One of our pastors, who leads the time, was smiling. He said, “James is saying, ‘NO WAY.'” “You have no idea,” I said with a smile.
My friend went on: “Oh, I know. I realize it’s probably really difficult. I’m just saying.”
Probably? I’m just saying…
Our little men’s group knows that being a godly husband is infinitely more than just dos and don’ts. I’m reminded of that as I read The Masculine Mandate, by Rick Phillips. It’s not your average book for Christian men. It’s more than that. It’s not chapter after chapter of stuff for a guy to do in order to be a better man, husband, and father. It’s a book with theology and wisdom about how to become what Christ has created men to be. It’s a book about being a redeemed man, husband, and father. I’m tired of being told how to be better by some author who thinks he has the secret to a great marriage. Honestly, I just want to be challenged to live like I’m new — because that’s what I am.

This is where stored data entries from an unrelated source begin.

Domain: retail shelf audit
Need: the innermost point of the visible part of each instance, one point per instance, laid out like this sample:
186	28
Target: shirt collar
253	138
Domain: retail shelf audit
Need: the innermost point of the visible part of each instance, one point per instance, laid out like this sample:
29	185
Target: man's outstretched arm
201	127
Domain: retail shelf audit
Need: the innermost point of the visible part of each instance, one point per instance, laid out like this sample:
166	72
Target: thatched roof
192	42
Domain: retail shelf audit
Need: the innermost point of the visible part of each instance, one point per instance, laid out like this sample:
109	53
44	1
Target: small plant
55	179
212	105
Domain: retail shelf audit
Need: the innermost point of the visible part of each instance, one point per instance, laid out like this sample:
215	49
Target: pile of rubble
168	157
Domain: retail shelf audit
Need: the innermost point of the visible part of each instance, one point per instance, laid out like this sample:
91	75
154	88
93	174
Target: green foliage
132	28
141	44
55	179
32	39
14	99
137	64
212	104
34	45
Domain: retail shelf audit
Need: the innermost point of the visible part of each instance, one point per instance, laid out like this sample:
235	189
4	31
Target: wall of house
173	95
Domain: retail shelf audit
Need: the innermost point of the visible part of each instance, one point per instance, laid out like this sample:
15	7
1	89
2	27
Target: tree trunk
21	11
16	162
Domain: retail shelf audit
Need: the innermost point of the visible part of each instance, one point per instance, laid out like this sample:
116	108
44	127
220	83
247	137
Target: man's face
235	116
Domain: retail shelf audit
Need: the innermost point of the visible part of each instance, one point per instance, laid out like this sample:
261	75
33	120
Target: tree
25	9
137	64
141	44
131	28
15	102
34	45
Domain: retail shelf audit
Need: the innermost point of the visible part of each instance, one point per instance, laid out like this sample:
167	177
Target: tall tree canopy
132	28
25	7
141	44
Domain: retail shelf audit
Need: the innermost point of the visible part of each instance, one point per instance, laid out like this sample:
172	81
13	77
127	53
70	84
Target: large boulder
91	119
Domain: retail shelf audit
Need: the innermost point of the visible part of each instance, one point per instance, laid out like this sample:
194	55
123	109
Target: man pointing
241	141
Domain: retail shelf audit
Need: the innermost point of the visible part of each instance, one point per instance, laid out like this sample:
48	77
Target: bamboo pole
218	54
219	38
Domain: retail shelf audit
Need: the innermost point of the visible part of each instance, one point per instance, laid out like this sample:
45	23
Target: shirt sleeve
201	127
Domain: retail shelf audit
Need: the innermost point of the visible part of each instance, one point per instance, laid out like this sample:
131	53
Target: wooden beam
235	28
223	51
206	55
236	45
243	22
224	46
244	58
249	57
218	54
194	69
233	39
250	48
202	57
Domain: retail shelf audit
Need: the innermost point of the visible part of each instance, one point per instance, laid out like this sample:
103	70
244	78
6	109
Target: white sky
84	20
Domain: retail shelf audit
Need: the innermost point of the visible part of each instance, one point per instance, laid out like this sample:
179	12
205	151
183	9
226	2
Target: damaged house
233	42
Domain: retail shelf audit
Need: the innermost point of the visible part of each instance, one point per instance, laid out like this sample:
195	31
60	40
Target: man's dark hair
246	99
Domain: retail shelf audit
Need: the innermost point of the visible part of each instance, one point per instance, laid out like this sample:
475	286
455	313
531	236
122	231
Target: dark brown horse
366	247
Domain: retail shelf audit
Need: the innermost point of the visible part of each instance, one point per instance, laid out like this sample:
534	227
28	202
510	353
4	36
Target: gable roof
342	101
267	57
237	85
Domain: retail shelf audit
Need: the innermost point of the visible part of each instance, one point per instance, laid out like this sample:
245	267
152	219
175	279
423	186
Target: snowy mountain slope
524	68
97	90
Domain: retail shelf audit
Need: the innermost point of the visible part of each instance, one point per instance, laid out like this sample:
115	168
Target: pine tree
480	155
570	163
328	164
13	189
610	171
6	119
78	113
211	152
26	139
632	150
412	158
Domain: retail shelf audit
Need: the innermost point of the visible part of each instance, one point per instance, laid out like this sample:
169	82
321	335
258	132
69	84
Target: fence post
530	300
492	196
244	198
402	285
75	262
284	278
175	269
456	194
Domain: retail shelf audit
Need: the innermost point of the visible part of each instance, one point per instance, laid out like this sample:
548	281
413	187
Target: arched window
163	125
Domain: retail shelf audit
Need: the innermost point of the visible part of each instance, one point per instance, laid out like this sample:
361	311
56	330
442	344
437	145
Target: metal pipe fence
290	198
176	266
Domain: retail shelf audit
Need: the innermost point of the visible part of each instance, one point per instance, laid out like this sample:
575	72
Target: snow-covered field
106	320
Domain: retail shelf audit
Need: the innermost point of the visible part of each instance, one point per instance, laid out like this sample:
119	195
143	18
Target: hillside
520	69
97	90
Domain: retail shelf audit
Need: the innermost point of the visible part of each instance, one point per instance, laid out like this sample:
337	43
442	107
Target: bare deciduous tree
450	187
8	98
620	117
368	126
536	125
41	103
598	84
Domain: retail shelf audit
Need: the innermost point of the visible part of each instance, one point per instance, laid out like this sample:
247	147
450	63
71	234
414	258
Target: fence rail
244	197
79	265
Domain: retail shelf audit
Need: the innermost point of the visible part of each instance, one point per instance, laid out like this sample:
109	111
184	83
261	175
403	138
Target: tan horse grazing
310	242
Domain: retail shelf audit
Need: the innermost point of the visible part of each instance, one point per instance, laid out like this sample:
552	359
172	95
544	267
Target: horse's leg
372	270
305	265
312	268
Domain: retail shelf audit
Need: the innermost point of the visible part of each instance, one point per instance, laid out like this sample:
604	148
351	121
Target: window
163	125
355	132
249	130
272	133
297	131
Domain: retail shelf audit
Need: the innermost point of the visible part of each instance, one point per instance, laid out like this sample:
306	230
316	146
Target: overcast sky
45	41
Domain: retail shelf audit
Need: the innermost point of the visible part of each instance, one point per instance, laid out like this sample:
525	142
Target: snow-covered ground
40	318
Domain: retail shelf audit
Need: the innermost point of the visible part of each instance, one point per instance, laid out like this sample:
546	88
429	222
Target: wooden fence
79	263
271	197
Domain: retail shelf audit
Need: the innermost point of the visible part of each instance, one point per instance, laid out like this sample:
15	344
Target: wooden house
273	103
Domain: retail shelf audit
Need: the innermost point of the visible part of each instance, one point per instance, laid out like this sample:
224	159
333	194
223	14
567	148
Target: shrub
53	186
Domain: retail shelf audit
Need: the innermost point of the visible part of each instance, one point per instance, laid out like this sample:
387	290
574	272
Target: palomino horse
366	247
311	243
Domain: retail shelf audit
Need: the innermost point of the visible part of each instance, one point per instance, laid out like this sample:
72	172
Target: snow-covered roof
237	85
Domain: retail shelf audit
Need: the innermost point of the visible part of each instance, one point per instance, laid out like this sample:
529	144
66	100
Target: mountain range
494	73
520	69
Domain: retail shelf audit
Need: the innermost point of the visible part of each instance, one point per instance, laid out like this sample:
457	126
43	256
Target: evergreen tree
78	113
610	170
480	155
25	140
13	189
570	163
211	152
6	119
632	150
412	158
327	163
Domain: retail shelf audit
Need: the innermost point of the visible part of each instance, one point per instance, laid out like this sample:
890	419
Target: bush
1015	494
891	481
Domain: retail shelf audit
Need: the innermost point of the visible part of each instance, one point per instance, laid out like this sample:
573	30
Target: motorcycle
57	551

I don’t have the book in front of me now, otherwise I’d quote Rick and stop rambling. Hopefully I’ll have time to review it when I’m finished. But for now, I can say one thing — and I’m sure most Christian husbands would agree: I am continually aware of my inadequacies as a husband. What’s encouraging is that life and marriage are not sprints. No, they are long marathons. I need a lot of grace to do this right, and what a joy that God gives grace beyond measure.
Before I sign off, I want to say something to my wife (I hope she reads this…I might have to tell her):
Carly, I want to say, in front of all five people who read this blog, that other than Jesus, nothing delights me more in this world than you. I apologize for not always showing that with my words, my actions, and my desires. Thank you for your grace, your forgiveness, and your patience as I become the man God has already made me to be. It’s a marathon, darling, and there’s no one else in this world I’d rather run it with than you. I love you.